In [20]:
#!/usr/bin/env python
"""learn lime"""
Out[20]:
'learn lime'
In [21]:
# package
# from __future__ import print_function
import lime
import sklearn
import numpy as np
import sklearn
import sklearn.ensemble
import sklearn.metrics
In [22]:
# fetching data
from sklearn.datasets import fetch_20newsgroups
categories = ['alt.atheism', 'soc.religion.christian']
newsgroups_train = fetch_20newsgroups(subset='train', categories=categories)
newsgroups_test = fetch_20newsgroups(subset='test', categories=categories)
class_names = ['atheism', 'christian']
In [23]:
# vectorizer
vectorizer = sklearn.feature_extraction.text.TfidfVectorizer(lowercase=False)
train_vectors = vectorizer.fit_transform(newsgroups_train.data)
test_vectors = vectorizer.transform(newsgroups_test.data)
In [24]:
# fit
rf = sklearn.ensemble.RandomForestClassifier(n_estimators=500)
rf.fit(train_vectors, newsgroups_train.target)
Out[24]:
RandomForestClassifier(bootstrap=True, class_weight=None, criterion='gini',
            max_depth=None, max_features='auto', max_leaf_nodes=None,
            min_impurity_decrease=0.0, min_impurity_split=None,
            min_samples_leaf=1, min_samples_split=2,
            min_weight_fraction_leaf=0.0, n_estimators=500, n_jobs=None,
            oob_score=False, random_state=None, verbose=0,
            warm_start=False)
In [25]:
# predict
pred = rf.predict(test_vectors)
sklearn.metrics.f1_score(newsgroups_test.target, pred, average='binary')
Out[25]:
0.9198606271777003
In [26]:
# lime
from lime import lime_text
from sklearn.pipeline import make_pipeline
c = make_pipeline(vectorizer, rf)
In [27]:
# lime_text
from lime.lime_text import LimeTextExplainer
explainer = LimeTextExplainer(class_names=class_names)
In [28]:
# explain_instance
idx = 83
exp = explainer.explain_instance(newsgroups_test.data[idx], c.predict_proba, num_features=6)
print('Document id: %d' % idx)
print('Probability(christian) =', c.predict_proba([newsgroups_test.data[idx]])[0,1])

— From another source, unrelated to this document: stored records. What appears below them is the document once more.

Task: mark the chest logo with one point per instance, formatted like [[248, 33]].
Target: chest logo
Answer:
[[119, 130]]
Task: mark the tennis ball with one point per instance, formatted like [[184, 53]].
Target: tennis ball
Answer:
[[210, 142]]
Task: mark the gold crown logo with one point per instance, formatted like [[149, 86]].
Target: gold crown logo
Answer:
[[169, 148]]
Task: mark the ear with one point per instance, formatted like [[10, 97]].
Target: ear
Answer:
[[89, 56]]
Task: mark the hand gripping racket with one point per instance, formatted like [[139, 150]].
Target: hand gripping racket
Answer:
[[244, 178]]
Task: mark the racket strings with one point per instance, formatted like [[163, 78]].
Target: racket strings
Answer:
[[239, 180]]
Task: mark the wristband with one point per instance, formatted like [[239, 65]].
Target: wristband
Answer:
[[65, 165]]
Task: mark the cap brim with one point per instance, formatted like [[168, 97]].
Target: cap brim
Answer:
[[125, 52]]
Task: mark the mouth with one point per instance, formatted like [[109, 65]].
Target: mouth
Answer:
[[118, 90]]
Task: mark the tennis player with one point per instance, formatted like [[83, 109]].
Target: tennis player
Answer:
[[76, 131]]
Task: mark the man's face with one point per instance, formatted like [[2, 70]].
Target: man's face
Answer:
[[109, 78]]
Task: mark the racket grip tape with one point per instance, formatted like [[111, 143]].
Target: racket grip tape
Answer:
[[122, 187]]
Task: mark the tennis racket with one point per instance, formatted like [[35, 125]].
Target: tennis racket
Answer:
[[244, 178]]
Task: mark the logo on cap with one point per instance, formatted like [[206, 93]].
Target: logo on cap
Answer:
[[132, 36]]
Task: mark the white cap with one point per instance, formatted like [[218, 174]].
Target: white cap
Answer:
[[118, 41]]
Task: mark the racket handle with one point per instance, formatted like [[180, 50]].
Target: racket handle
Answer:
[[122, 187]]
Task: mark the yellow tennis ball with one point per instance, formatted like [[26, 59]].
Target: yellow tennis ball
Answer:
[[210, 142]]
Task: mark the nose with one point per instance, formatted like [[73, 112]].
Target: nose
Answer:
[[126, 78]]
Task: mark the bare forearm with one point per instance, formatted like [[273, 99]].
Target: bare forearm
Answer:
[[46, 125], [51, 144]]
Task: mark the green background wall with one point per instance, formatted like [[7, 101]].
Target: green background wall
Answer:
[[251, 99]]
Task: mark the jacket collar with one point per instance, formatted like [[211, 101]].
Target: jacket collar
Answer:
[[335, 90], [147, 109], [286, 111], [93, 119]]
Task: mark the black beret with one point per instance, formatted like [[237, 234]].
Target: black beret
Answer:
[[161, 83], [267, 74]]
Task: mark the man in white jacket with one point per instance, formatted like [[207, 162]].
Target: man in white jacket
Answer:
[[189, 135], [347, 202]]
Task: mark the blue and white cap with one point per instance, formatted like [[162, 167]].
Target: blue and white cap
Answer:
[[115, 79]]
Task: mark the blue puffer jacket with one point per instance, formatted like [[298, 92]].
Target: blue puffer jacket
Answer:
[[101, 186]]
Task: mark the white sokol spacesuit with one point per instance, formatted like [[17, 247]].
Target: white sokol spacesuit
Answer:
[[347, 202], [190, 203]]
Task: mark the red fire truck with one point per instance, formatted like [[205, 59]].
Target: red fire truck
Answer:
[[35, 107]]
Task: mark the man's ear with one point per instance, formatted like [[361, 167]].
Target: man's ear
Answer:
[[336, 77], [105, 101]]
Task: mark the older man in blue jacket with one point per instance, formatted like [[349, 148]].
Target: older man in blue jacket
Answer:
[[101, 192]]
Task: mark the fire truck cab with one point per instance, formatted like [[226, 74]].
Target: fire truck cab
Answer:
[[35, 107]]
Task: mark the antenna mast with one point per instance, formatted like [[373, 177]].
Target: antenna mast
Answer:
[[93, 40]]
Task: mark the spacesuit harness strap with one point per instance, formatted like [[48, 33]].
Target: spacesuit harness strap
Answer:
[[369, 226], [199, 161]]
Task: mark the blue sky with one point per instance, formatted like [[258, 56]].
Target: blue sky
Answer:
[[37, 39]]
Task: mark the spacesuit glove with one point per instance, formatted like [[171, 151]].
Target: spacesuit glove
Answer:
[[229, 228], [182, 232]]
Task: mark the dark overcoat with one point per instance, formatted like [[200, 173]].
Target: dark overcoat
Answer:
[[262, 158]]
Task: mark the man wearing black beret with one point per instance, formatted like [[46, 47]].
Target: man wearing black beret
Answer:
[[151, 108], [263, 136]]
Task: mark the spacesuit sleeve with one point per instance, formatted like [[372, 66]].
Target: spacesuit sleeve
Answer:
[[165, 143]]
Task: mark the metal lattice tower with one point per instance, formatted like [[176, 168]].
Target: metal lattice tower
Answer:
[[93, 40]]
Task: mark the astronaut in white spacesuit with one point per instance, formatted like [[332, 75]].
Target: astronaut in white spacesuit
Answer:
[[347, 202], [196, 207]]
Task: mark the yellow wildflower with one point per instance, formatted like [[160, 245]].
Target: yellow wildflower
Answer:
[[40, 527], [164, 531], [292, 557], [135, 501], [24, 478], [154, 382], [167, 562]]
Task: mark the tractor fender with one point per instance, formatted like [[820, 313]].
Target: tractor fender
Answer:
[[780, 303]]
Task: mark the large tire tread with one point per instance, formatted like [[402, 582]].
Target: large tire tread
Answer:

print('True class: %s' % class_names[newsgroups_test.target[idx]])
Document id: 83
Probability(christian) = 0.456
True class: atheism
In [29]:
exp.as_list()
Out[29]:
[('Posting', -0.15144490637088556),
 ('Host', -0.14676338634466327),
 ('NNTP', -0.09967779429335712),
 ('edu', -0.01958746993761563),
 ('have', -0.011096783762022664),
 ('From', 0.009432614305286118)]
In [30]:
print('Original prediction:', rf.predict_proba(test_vectors[idx])[0,1])
tmp = test_vectors[idx].copy()
tmp[0,vectorizer.vocabulary_['Posting']] = 0
tmp[0,vectorizer.vocabulary_['Host']] = 0
print('Prediction removing some features:', rf.predict_proba(tmp)[0,1])
print('Difference:', rf.predict_proba(tmp)[0,1] - rf.predict_proba(test_vectors[idx])[0,1])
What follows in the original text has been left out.